Here, we conducted a thorough in silico screening for AR in all CPR genomes available on NCBI, regardless of their quality and assembling methods, to detect the maximum of AR genes. The superphylum assignments were taken from NCBI and were not independently confirmed in our study, since our main aim is not reclassifying CPR but reporting AR genes in all their available genomes. Our analysis was based on a thoughtful strategy for these new microorganisms, using computational methods with adapted criteria. We revealed a rich repertoire of AR genes contained in almost all tested CPR genomes. We allocated the AR-like genes into families/groups to visualize the prevalence of AR genes in different CPR superphyla and, potentially, to find a correlation between genes encoding resistance to a particular antibiotic family and the superphylum of interest.

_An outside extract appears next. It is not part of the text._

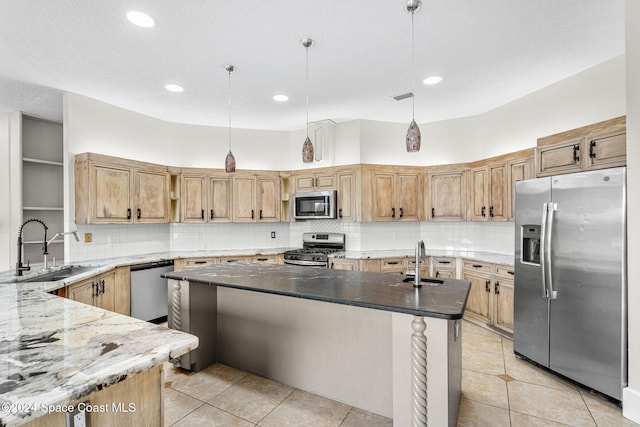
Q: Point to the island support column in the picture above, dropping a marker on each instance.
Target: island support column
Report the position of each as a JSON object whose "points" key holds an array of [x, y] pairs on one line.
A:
{"points": [[418, 372]]}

Since resistance has never been searched for in CPR before and given that CPR microbes have not yet been grown in pure culture without their bacterial host, their resistance can be explored only by in silico analysis for the moment. AR screening of CPR genomes by analyzing nucleotide sequences against a database of bacterial resistance genes (the classical method of AR profiling in the bacterial domain) (42) resulted in a negligible number of hits compared with our optimized strategy. Only five CPR genomes were positive with a total of 9 AR genes. These genes fall within the AR genes found using our optimized strategy with protein sequences of the CPR genomes tested (see Table S5 in the supplemental material).

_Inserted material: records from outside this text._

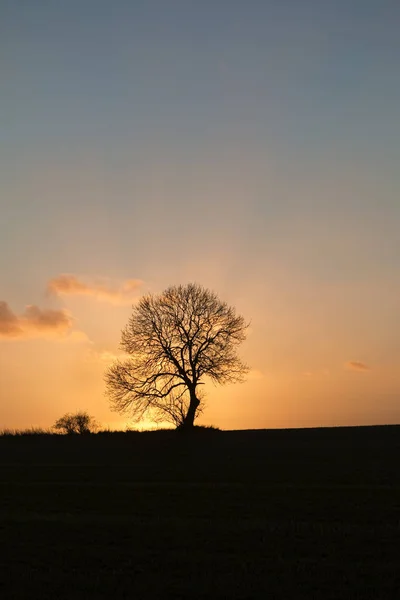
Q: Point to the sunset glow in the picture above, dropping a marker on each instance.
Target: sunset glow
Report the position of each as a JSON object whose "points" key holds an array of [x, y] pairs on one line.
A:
{"points": [[257, 156]]}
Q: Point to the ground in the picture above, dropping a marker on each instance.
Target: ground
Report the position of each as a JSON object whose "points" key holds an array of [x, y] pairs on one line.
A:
{"points": [[229, 515]]}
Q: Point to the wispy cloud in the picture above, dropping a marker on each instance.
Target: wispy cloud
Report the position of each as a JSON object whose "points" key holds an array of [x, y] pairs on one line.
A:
{"points": [[33, 322], [104, 356], [355, 365], [100, 289]]}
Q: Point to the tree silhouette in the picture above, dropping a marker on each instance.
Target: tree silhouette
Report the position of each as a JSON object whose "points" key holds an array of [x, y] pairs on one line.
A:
{"points": [[175, 341], [80, 422]]}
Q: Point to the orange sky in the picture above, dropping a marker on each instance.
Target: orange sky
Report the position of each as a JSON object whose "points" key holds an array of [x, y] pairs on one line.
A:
{"points": [[253, 151]]}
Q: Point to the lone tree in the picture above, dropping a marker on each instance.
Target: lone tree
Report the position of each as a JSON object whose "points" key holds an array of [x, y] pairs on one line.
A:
{"points": [[80, 422], [175, 341]]}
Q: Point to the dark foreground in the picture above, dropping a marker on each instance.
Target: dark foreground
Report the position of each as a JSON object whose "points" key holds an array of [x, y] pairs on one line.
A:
{"points": [[252, 514]]}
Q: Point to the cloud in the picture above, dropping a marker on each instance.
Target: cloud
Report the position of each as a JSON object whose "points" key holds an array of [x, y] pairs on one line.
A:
{"points": [[104, 356], [33, 322], [255, 374], [101, 289], [355, 365]]}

It was critical to establish an adapted strategy for AR screening in CPR genomes, as they have different nucleotide and protein sequences from bacterial ones (1). Because of the functional constraints, protein sequences have a low evolutionary rate compared to DNA sequences (43). Accordingly, we used the protein sequences that were determined by RAST annotation, which gave the low percentages of unannotated proteins (44). The high percentage of hypothetical proteins obtained is concentrated in CPR, because many of their metabolic pathways and biosynthetic capacities have not been determined yet (10).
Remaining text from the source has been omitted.